Your media player should be pulling from GraceNote, so it's entirely at the mercy of whoever put the track data in in the first place (if at all, per Track 1, etc).
Nearly all Mega CD and the grand majority of Saturn games used CD Audio so a shorter list would be which ones didn't. Satakore does list sometimes if a game uses cd audio or something else.
No worries, I found information on the Daytona USA Circuit Edition Soundtrack, but that is all so far. Virtua Fighter 2 I worked out using previews on the iTunes version on the store (but the Saturn redbook audio has more tracks). Yeah, I just meant more correct naming conventions for those that did have them. I know what you mean though, since Sonic Jam, doesn't have it really, only the logo title screen where it goes 'Sonikku Chimu'.

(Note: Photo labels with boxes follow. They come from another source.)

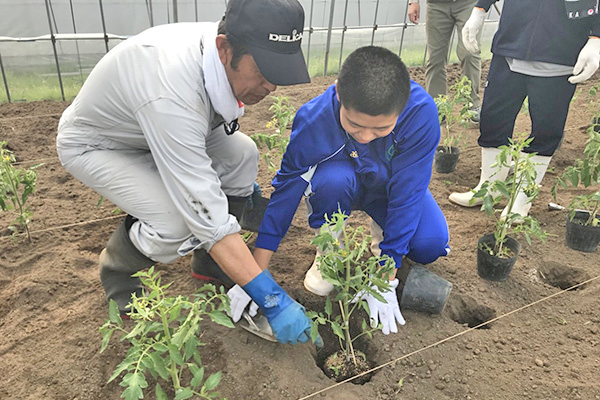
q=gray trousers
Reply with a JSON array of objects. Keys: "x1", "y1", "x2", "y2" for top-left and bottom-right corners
[{"x1": 425, "y1": 0, "x2": 481, "y2": 107}]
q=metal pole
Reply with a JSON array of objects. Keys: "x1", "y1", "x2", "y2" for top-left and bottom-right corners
[
  {"x1": 69, "y1": 0, "x2": 83, "y2": 83},
  {"x1": 398, "y1": 0, "x2": 408, "y2": 58},
  {"x1": 0, "y1": 54, "x2": 12, "y2": 103},
  {"x1": 323, "y1": 0, "x2": 335, "y2": 76},
  {"x1": 98, "y1": 0, "x2": 108, "y2": 53},
  {"x1": 371, "y1": 0, "x2": 379, "y2": 46},
  {"x1": 338, "y1": 0, "x2": 348, "y2": 71},
  {"x1": 306, "y1": 0, "x2": 315, "y2": 69},
  {"x1": 446, "y1": 28, "x2": 456, "y2": 64},
  {"x1": 44, "y1": 0, "x2": 65, "y2": 101}
]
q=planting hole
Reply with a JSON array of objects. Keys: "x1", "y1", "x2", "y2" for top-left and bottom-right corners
[
  {"x1": 446, "y1": 295, "x2": 496, "y2": 329},
  {"x1": 538, "y1": 261, "x2": 589, "y2": 290},
  {"x1": 290, "y1": 289, "x2": 381, "y2": 385}
]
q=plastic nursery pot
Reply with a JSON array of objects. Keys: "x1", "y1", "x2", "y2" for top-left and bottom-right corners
[
  {"x1": 477, "y1": 233, "x2": 521, "y2": 282},
  {"x1": 434, "y1": 146, "x2": 460, "y2": 174},
  {"x1": 400, "y1": 265, "x2": 452, "y2": 314},
  {"x1": 566, "y1": 211, "x2": 600, "y2": 253}
]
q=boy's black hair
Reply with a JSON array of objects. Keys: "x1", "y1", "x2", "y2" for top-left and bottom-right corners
[
  {"x1": 217, "y1": 17, "x2": 250, "y2": 70},
  {"x1": 337, "y1": 46, "x2": 410, "y2": 116}
]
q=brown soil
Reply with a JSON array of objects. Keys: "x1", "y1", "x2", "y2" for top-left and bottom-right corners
[
  {"x1": 0, "y1": 62, "x2": 600, "y2": 400},
  {"x1": 323, "y1": 350, "x2": 372, "y2": 385}
]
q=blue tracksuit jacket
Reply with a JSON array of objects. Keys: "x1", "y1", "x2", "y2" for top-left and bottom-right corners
[{"x1": 256, "y1": 81, "x2": 440, "y2": 267}]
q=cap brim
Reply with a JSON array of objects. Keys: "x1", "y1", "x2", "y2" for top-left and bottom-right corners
[{"x1": 248, "y1": 46, "x2": 310, "y2": 86}]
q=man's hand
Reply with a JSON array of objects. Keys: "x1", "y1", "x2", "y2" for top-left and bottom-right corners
[
  {"x1": 408, "y1": 3, "x2": 421, "y2": 25},
  {"x1": 462, "y1": 7, "x2": 487, "y2": 54},
  {"x1": 569, "y1": 36, "x2": 600, "y2": 84},
  {"x1": 356, "y1": 279, "x2": 406, "y2": 335},
  {"x1": 227, "y1": 285, "x2": 258, "y2": 322}
]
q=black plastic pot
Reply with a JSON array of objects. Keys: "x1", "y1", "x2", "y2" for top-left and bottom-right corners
[
  {"x1": 477, "y1": 233, "x2": 521, "y2": 282},
  {"x1": 434, "y1": 146, "x2": 460, "y2": 174},
  {"x1": 566, "y1": 211, "x2": 600, "y2": 253},
  {"x1": 400, "y1": 265, "x2": 452, "y2": 314}
]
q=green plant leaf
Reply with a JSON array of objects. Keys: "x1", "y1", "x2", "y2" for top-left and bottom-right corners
[
  {"x1": 154, "y1": 382, "x2": 169, "y2": 400},
  {"x1": 121, "y1": 372, "x2": 148, "y2": 400},
  {"x1": 149, "y1": 352, "x2": 169, "y2": 380},
  {"x1": 168, "y1": 343, "x2": 183, "y2": 366},
  {"x1": 107, "y1": 358, "x2": 135, "y2": 383},
  {"x1": 331, "y1": 322, "x2": 346, "y2": 340},
  {"x1": 174, "y1": 387, "x2": 194, "y2": 400}
]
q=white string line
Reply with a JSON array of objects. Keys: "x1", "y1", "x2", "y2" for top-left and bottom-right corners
[
  {"x1": 0, "y1": 214, "x2": 125, "y2": 240},
  {"x1": 0, "y1": 113, "x2": 62, "y2": 122},
  {"x1": 298, "y1": 275, "x2": 600, "y2": 400}
]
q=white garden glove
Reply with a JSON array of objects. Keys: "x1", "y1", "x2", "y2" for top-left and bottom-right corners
[
  {"x1": 227, "y1": 285, "x2": 258, "y2": 322},
  {"x1": 569, "y1": 37, "x2": 600, "y2": 84},
  {"x1": 462, "y1": 7, "x2": 487, "y2": 54},
  {"x1": 358, "y1": 279, "x2": 406, "y2": 335}
]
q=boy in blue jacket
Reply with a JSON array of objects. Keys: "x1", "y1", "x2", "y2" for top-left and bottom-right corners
[{"x1": 229, "y1": 46, "x2": 449, "y2": 334}]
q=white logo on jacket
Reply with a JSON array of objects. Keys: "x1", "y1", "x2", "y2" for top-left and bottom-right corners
[{"x1": 269, "y1": 29, "x2": 302, "y2": 43}]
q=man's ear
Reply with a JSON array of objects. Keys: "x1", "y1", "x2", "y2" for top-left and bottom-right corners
[{"x1": 215, "y1": 35, "x2": 231, "y2": 65}]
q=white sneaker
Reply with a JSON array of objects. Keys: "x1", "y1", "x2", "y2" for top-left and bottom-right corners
[
  {"x1": 448, "y1": 190, "x2": 483, "y2": 207},
  {"x1": 304, "y1": 255, "x2": 333, "y2": 296}
]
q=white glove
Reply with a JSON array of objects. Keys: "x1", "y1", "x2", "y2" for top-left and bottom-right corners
[
  {"x1": 462, "y1": 7, "x2": 487, "y2": 54},
  {"x1": 357, "y1": 279, "x2": 406, "y2": 335},
  {"x1": 227, "y1": 285, "x2": 258, "y2": 322},
  {"x1": 569, "y1": 37, "x2": 600, "y2": 84}
]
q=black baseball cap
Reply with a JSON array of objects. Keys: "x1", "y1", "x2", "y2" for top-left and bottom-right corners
[{"x1": 224, "y1": 0, "x2": 310, "y2": 85}]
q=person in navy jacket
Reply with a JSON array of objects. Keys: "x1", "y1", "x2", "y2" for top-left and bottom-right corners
[
  {"x1": 232, "y1": 46, "x2": 449, "y2": 334},
  {"x1": 449, "y1": 0, "x2": 600, "y2": 217}
]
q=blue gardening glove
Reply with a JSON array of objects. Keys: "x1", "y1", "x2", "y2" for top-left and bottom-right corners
[
  {"x1": 243, "y1": 270, "x2": 323, "y2": 347},
  {"x1": 227, "y1": 285, "x2": 258, "y2": 322}
]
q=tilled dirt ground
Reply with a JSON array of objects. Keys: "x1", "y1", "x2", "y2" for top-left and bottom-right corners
[{"x1": 0, "y1": 65, "x2": 600, "y2": 400}]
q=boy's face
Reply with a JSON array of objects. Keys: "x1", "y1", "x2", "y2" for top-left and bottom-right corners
[{"x1": 340, "y1": 105, "x2": 399, "y2": 144}]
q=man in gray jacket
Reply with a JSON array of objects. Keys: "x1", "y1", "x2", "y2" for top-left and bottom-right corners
[
  {"x1": 57, "y1": 0, "x2": 322, "y2": 343},
  {"x1": 408, "y1": 0, "x2": 481, "y2": 122}
]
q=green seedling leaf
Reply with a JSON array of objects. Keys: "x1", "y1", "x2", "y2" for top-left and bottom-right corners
[
  {"x1": 99, "y1": 267, "x2": 231, "y2": 400},
  {"x1": 174, "y1": 388, "x2": 194, "y2": 400},
  {"x1": 189, "y1": 364, "x2": 204, "y2": 388},
  {"x1": 154, "y1": 383, "x2": 168, "y2": 400},
  {"x1": 203, "y1": 371, "x2": 221, "y2": 391}
]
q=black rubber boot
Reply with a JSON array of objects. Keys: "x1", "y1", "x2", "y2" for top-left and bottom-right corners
[{"x1": 100, "y1": 215, "x2": 155, "y2": 316}]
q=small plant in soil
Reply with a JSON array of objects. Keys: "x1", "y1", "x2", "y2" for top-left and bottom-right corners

This reason is so far down the list it's not even worth mentioning. Read-hogging, space constraints and sequential read limitations all actually technical limitations that people could do without.
I was actually quite surprised when I popped in my Mega CD copy of F1: Heavenly Symphony and Windows Media Player included all the names for the tracks (Differing from the OST though: "Ready to Detonate" was listed as "Race Briefing").